Spielzeug ist so alt wie die Menschheit selbst und spiegelt deren Entwicklung in wesentlichen gesellschaftlichen und sozialen Belangen wider. Seit es Kinder gibt, gibt es auch Spielzeug. Die Spannbreite reicht von Knochen, Holzstücken und Puppen aus Ton über einfaches Holzspielzeug, Ritterfiguren, Geschicklichkeits- und Brettspiele sowie erste Puppenstuben bis hin zu technischen Spielgeräten wie Rennbahnen, Gameboys und Computerspiele. Häufig kommen künstlerische sowie soziale und politische Anschauungen zum Ausdruck, denn die Realität der Erwachsenen zeigt sich ein ums andere mal in der Kinderwelt des Spielens. Die ersten Hinweise auf Holzspielzeug stammen bereits aus der Steinzeit. Kindergräber enthielten als Beilagen Knochen und Steine, die so bearbeitet worden waren, dass eine Nutzung als Spielzeug angenommen wird. Puppen, die aus Ton geformt worden waren, sind besonders beeindruckend, denn ihre Herstellung erforderte Geschick und Vorstellungsvermögen. Sogar erste Musikinstrumente wie Pfeifen und Rasseln hat man entdeckt. Die Entwicklung der kunsthandwerklichen Fertigkeiten geht einher mit Spielzeug, das zunehmend aufwendiger hergestellt war. Bereits in der späteren Steinzeit gab es zum Beispiel Pferdefiguren.
In Ägypten spielten Kinder ein paar hundert Jahre vor Christus Geburt bereits mit Holzfiguren, die Tiere, meist Löwen und Krokodile, darstellten und sogar deren Gefährlichkeit eindrucksvoll abbildeten – bewegliche Unterkiefer ließen das Aufreißen der Mäuler zu. Das Ansinnen, die Natur nachzuahmen, gelang zunehmend eindrucksvoller. Die Puppen bestanden nun häufig aus Stoff und waren angezogen, manchmal trugen sie sogar Schmuck. Hinzu kamen Haare und deutliche Ansätze, individuelle Gesichtszüge herauszustellen. Ein Lieblingsspiel der damaligen Zeit war das Hund- und Schakalspiel, zu dem ein Würfel und verschiedene Stifte gehörten, die mit einem Schakalkopf versehen waren. Ziel war es offensichtlich, Schakalstifte in die dafür vorgesehenen Löcher des Hunderückens zu stecken.

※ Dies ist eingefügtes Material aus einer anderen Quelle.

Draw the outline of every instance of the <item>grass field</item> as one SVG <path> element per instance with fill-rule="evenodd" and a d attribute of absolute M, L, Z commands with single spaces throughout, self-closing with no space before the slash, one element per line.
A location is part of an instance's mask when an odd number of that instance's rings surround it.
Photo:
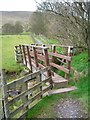
<path fill-rule="evenodd" d="M 2 35 L 2 68 L 6 71 L 20 71 L 22 67 L 15 62 L 14 46 L 21 44 L 33 43 L 29 35 Z"/>
<path fill-rule="evenodd" d="M 47 118 L 55 117 L 53 108 L 57 104 L 58 100 L 64 97 L 72 97 L 79 99 L 84 107 L 84 112 L 88 111 L 88 61 L 87 52 L 83 52 L 72 58 L 72 67 L 78 72 L 83 72 L 83 76 L 78 78 L 75 86 L 77 90 L 59 95 L 51 95 L 43 98 L 32 110 L 27 113 L 27 118 L 37 118 L 38 116 L 45 115 Z M 73 76 L 71 76 L 73 79 Z M 73 81 L 72 81 L 73 82 Z"/>

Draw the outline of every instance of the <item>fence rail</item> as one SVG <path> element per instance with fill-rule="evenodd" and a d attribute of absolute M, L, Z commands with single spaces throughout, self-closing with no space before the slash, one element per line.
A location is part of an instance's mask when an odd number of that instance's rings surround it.
<path fill-rule="evenodd" d="M 51 76 L 44 73 L 51 68 L 45 67 L 34 73 L 4 84 L 4 107 L 6 118 L 25 117 L 25 113 L 36 105 L 44 93 L 51 89 Z M 49 83 L 48 85 L 45 83 Z M 1 110 L 1 109 L 0 109 Z"/>

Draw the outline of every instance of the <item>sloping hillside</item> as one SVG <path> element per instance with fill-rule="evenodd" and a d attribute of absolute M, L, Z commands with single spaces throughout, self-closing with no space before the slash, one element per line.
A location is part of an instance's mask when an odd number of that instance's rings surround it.
<path fill-rule="evenodd" d="M 0 27 L 7 22 L 20 21 L 25 23 L 29 20 L 32 12 L 30 11 L 0 11 Z"/>

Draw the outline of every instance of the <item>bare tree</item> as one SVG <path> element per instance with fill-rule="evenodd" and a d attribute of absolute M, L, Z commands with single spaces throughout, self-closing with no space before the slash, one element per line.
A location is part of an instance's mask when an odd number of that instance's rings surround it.
<path fill-rule="evenodd" d="M 90 1 L 45 0 L 42 3 L 37 1 L 36 3 L 39 11 L 49 11 L 71 21 L 71 18 L 74 18 L 74 24 L 82 27 L 82 34 L 88 47 L 88 60 L 90 61 Z"/>

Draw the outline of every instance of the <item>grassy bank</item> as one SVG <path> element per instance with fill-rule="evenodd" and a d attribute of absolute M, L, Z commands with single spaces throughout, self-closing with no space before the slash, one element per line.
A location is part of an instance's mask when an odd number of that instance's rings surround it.
<path fill-rule="evenodd" d="M 33 43 L 28 35 L 2 35 L 2 68 L 6 71 L 20 71 L 22 67 L 14 59 L 14 46 Z"/>
<path fill-rule="evenodd" d="M 82 72 L 83 75 L 78 77 L 76 82 L 71 81 L 71 84 L 74 83 L 77 86 L 77 90 L 62 94 L 62 95 L 51 95 L 43 98 L 32 110 L 27 113 L 27 118 L 37 118 L 47 116 L 47 118 L 54 118 L 54 106 L 58 103 L 58 100 L 64 97 L 72 97 L 79 99 L 84 108 L 84 112 L 88 111 L 88 61 L 87 61 L 87 52 L 83 52 L 72 58 L 72 67 L 78 72 Z M 70 76 L 73 80 L 74 76 Z M 43 117 L 42 116 L 42 117 Z"/>

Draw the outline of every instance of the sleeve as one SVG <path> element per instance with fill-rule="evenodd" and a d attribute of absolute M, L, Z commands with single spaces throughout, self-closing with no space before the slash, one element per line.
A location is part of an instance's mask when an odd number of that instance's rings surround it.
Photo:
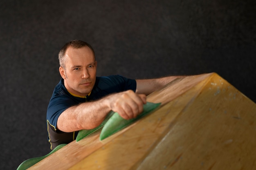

Junge Griechen und Römer beschäftigten sich gerne mit Kreiseln und Würfelspielen. Reiter hoch zu Ross und Fuhrwerke gehörten zur Ausstattung der Kinderzimmer. Jungen beschäftigen sich darüber hinaus mit Schwertern und Soldatenfiguren, während Mädchen bereits mit Puppen und einer nachgeahmten Miniaturwelt ihre spätere Rolle als Frau übten.